Her eyes flicked once more toward our wrists before she turned and left. The doors shut softly behind her.

I exhaled without meaning to, and then the sound betrayed me.

"If you allow every word spoken in this house to pierce you," Alaric said calmly, "you will not survive here."

I looked up at him. "Pardon?"

His gaze was steady. Cold. Observant, he continued, "Stop expecting acceptance, and stop listening to what you do not wish to hear."

There was no cruelty in his tone, only instruction, because it's easy for him, not a human like me.

"Yes," I said quietly.

The servants finally began placing food properly in front of us. I picked up my utensils. I wasn't hungry, not really; my stomach twisted nervously, tight as a knot.

But I ate, because weakness had already cost me too much.
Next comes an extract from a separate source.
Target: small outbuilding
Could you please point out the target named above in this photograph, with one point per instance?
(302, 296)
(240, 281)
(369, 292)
I forced each bite down.

Mechanical, controlled.

Another bite.

Another swallow.

"You will choke." His voice cut across the table.

I froze mid-swallow.

GULP—!

I barely managed to force it down without coughing. He exhaled—faintly annoyed—and pushed his wineglass toward me.

"Drink."

I hesitated only a second before obeying; the wine burned slightly going down, and he watched until I swallowed properly.

"Do not rush your own survival," he said quietly. "You will only choke."

The words lingered longer than they should have. When the meal ended, he stood first, saying, "Maria will escort you and show you the house."

I nodded.

He took a step away, then paused, and the air shifted; he turned back.

Walked toward me, slowly---Way to close to me. My pulse quickened instantly as he lifted his hand. I flinched before I could stop myself.

His eyes flickered at that—not anger, something else; he did not grab me. Did not restrain me. Instead, his thumb brushed lightly against my cheek.

Slow.

Deliberate.

Wiping away something I hadn't realized was there — perhaps tension, perhaps nothing at all.

"Be a good boy," he said softly, possessively but not playfully. "Stay well until I return."

My heart slammed hard against my ribs. His nearness felt like standing too close to a storm cloud—quiet, charged, waiting.

"Alright?" he asked.

It wasn't truly a question.

"…Yes," I whispered.

He leaned closer, eyes shut instinctively, bracing, but his lips didn't find mine. They brushed lightly against my hair instead.

A quiet, territorial gesture, not passion but claim.

"I will return soon," he said.

Then he stepped away and left. The doors closed behind him, and the dining hall suddenly felt larger.

Empty.

I blinked, dazed.

"He's… strange," I muttered under my breath.

Yesterday I had been dragged here like purchased cargo and today… he spoke as though I were something he intended to keep.

I pressed my fingers lightly against the mark on my wrist.

It pulsed once.

Softly.

"But it doesn't matter," I whispered to myself.

Because I cannot stay, because possession is not protection, because survival means escape. I lifted my head slightly.

Maria was waiting.

"Shall we begin, Your Grace?" she asked carefully.

I stood.

"Yes."

And as I followed her out of the hall, I forced my face into calm obedience, because if I were going to escape the North, I would first have to learn its corridors.